# SnowEx vs. Fisher



## WM8 (Aug 8, 2020)

Good evening. New member here. I am deciding between a Fisher XV2 or Snow Ex HDV. Im leaning towards the Snow Ex for the hookup system and down pressure though I like the longevity of the Fisher brand. I did a search and didn't find much info on the Snow Ex, so if you own one or can comment on the quality of the unit, etc. the information would be greatly appreciated. Dealer support will be about the same distance from my house either. THANKS in advance!


----------



## cwren2472 (Aug 15, 2014)

Fisher has been around a lot longer than SnowEx but both are owned by the same parent company so longevity shouldn't be an issue. SnowEx started out as a rebrand of Blizzard but has now become it's own brand which has absorbed some models from it's sister companies.

I can't say I've heard of anyone with down pressure on a SnowEx V. Frankly, I've not had anyone complaining that the 950 lb XV2 is too light to scrape well. Downpressure seems to be more popular on the 400ish lb plows. BOSS does offer it now but I haven't heard of anyone using it on one of those either.

I think @Mark Oomkes has a larger SnowEx but don't recall if he mentioned it having downpressure.


----------



## Mark Oomkes (Dec 10, 2000)

All my plows have downpressure...gravity.


----------



## WM8 (Aug 8, 2020)

Great thank you, and like you've pointed out a 950 pound object seemingly has plenty of downward force.
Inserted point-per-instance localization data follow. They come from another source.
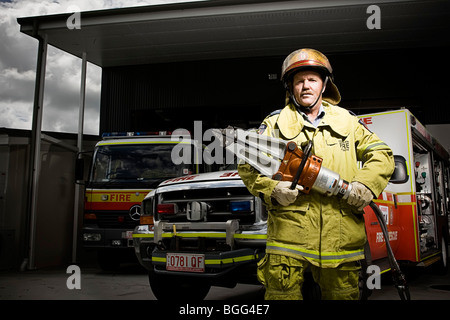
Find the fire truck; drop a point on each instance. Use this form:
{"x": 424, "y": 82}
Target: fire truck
{"x": 207, "y": 229}
{"x": 125, "y": 168}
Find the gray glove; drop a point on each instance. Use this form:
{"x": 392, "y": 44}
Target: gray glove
{"x": 283, "y": 194}
{"x": 360, "y": 196}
Mark any issues with your SnowEx?


----------



## BlackBeauty (Aug 29, 2017)

I have a SnowEx LT7200 on a 2001 Mazda pickup. I've never plowed with anything else but shows it over the Western Defender for the mounting system. The a
Automatixx is something I really like. And the down pressure is nice because the plow and truck are light in my case


----------



## Nightdragon (Sep 18, 2020)

This will be my first year with a SnowEx plow. Had a Meyer straight blade for a few years, A Western V for about a year. This summer I picked up a HDV 9’6 for my F250. Definitely a beast of a plow, heavily built and really don’t see the need for the down pressure but it’s a nice feature to have if needed. Will have to see how it performs here in the UP of Michigan.


----------



## Kvston (Nov 30, 2019)

cwren2472 said:


> Fisher has been around a lot longer than SnowEx but both are owned by the same parent company so longevity shouldn't be an issue. SnowEx started out as a rebrand of Blizzard but has now become it's own brand which has absorbed some models from it's sister companies.
> 
> I can't say I've heard of anyone with down pressure on a SnowEx V. Frankly, I've not had anyone complaining that the 950 lb XV2 is too light to scrape well. Downpressure seems to be more popular on the 400ish lb plows. BOSS does offer it now but I haven't heard of anyone using it on one of those either.
> 
> I think @Mark Oomkes has a larger SnowEx but don't recall if he mentioned it having downpressure.


I have a friend with a 9'2" boss with downpressure. He likes it. Says he gets better back dragging.

I have the 9'6" XV2 and I don't need downpressure. Works great for backdragging lots and drives. Can't speak to the snow ex but I can say all the Fisher I've run flat out work.


----------